Most people believe that text analytics solutions fail because sarcasm in customer feedback is very common. Somebody writes “Great service, yeah right!” and the dumb algorithm tags it as positive. So, whenever I speak on text analytics, someone in the audience will always ask:
But how do you deal with sarcasm?
People tried writing complex algorithms to detect sarcasm and irony. But are there practical solutions that work? And, more importantly, do we actually need them? How common is sarcasm in customer feedback?
What is sarcasm?
First of all, what is sarcasm? Sarcasm, in simple terms, is when someone speaks bitterly or contradictory to the true intention. Turns out, there are seven types of sarcasm. Sarcasm is also an example of a verbal irony, something that occurs when the underlying meaning is contradictory to what is being said. There are other examples of verbal irony such as overstatement and understatement.
A classic example, at least here in New Zealand, take the Tui Brewery’s Yeah Right billboards (see the image above). Sarcasm can be challenging, misleading and annoying. I am an immigrant myself, submerged in the British culture. So, I can attest that it will take me many more years before “I get it”.
So, my British business partner sent me this…

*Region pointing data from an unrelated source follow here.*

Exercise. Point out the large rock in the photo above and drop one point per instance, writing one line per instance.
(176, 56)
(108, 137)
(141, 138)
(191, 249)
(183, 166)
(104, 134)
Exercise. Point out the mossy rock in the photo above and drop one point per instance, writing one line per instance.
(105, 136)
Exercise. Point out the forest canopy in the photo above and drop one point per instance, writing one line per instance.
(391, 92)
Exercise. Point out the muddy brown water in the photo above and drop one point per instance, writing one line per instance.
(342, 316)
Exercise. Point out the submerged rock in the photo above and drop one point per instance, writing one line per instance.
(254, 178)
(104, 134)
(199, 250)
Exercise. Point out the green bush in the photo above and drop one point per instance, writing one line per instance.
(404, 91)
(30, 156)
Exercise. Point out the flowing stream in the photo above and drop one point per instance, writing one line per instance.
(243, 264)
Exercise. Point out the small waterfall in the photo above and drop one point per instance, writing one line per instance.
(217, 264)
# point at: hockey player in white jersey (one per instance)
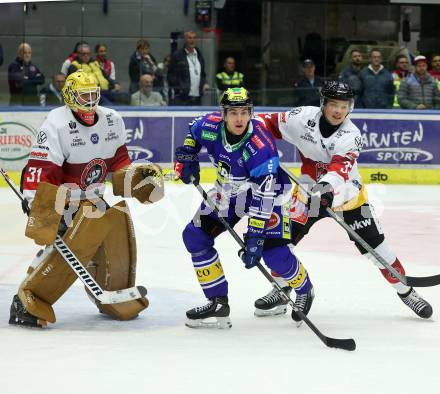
(329, 145)
(77, 146)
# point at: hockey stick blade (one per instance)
(423, 281)
(345, 344)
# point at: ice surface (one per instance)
(85, 352)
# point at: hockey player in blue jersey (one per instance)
(249, 182)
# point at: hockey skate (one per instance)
(413, 300)
(304, 303)
(272, 303)
(21, 317)
(215, 314)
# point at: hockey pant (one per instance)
(278, 255)
(105, 245)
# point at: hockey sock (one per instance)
(284, 262)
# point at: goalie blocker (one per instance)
(104, 241)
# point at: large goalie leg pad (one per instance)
(53, 276)
(114, 264)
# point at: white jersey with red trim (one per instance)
(67, 152)
(332, 159)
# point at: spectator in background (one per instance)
(400, 72)
(66, 64)
(229, 77)
(51, 94)
(145, 96)
(143, 62)
(435, 68)
(350, 75)
(419, 90)
(377, 89)
(24, 78)
(308, 87)
(85, 62)
(106, 65)
(186, 74)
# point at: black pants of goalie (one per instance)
(215, 314)
(21, 317)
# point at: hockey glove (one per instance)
(321, 198)
(186, 164)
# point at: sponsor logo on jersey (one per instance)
(340, 133)
(257, 141)
(94, 172)
(77, 141)
(274, 221)
(360, 224)
(409, 144)
(94, 138)
(110, 121)
(41, 137)
(16, 140)
(251, 149)
(111, 135)
(378, 177)
(246, 155)
(209, 125)
(223, 172)
(209, 135)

Sarcasm, Algorithms, Customer Feedback, and Your Brand
Can algorithms detect sarcasm?
Understanding sarcasm and irony is hard. Just like understanding humor, it requires not just language proficiency, but also knowledge of common sense, cultural knowledge, and context. These can be quite intricate.

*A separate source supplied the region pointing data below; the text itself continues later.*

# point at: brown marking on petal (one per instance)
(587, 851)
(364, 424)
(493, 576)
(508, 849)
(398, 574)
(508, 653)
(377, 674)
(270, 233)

Unfortunately, we have not yet succeeded at teaching computers common sense, nor cultural knowledge. Capturing context is another hard nut to crack. This means that unless there are clear clues of irony such as emoji or heavy punctuation, today’s text analytics will struggle with sarcasm.
But how common are sarcasm and irony in customer feedback? And how useful is it for brands being able to deal with them correctly?
How common is sarcasm in customer feedback?
I recently spoke to people at two large Australasian retailers. Both stated that Kiwis and Australians love sarcasm. They were convinced that their customers leave plenty of sarcastic comments, both in surveys and on social media. I was curious if that’s true.
I reviewed two datasets with customer feedback by hand to figure out how common sarcastic sentences were:
- 500 survey responses
- 500 posts on social media
Turns out, even in retail, less than 1% of survey comments and less than 5% of social media comments contained sarcasm. This corresponds to findings in other datasets. The training dataset for sarcasm detection competition at PAKDD 2016 also contained only 3% of positive examples.
But the fact that sarcasm is rare is just one part of the story. Let’s look at the examples of sarcasm I found.
When is sarcasm useful to brands?
Somebody wrote on Facebook: “Very helpful answer. Troll.” Troll, in the context of social media, is a derogatory term, so the comment is sarcastic. The answer wasn’t helpful at all. Most algorithms would fail to recognize this.
But so what? It’s just some banter on social media. Half of the sarcasm examples I found were of this type: meaningless back and forth in comments to posts unrelated to the actual topic of the conversation.
What brands want to know is what people are specifically saying about the product, the brand, competition, or people in customer-facing roles. Detecting sarcasm in people’s reaction to each other’s opinion is not of much value. This brings down the percentage of meaningful sarcasm even lower.
Most other examples of sarcasm were part of a longer comment. For example, “I’m so disappointed! What a great customer service you have!”. It’s impossible for a person to be disappointed at and praise something at the same time. Hence, we can conclude that it’s a sarcastic comment. The service wasn’t great at all. This is an example of where the brand will be interested in this information
The good news is that most algorithms looking at the whole comment will mark the general sentiment as either negative or neutral. A useful algorithm will also detect “customer service” as the topic of this comment. Following that, people’s sentiment will be aggregated across all comments correctly.
Conclusion: Remember this about sarcasm in customer comments
- Sarcasm in customer feedback is difficult to understand for an algorithm. But it is incredibly rare! Rarer than you think!
- Most examples of sarcasm on social media aren’t tied to any specific topic. Therefore, they are meaningless to brands.
- Sarcasm in relation to a specific theme in customer comment is likely to appear alongside other indicators of the author’s true sentiment. Algorithms are likely to identify correctly those.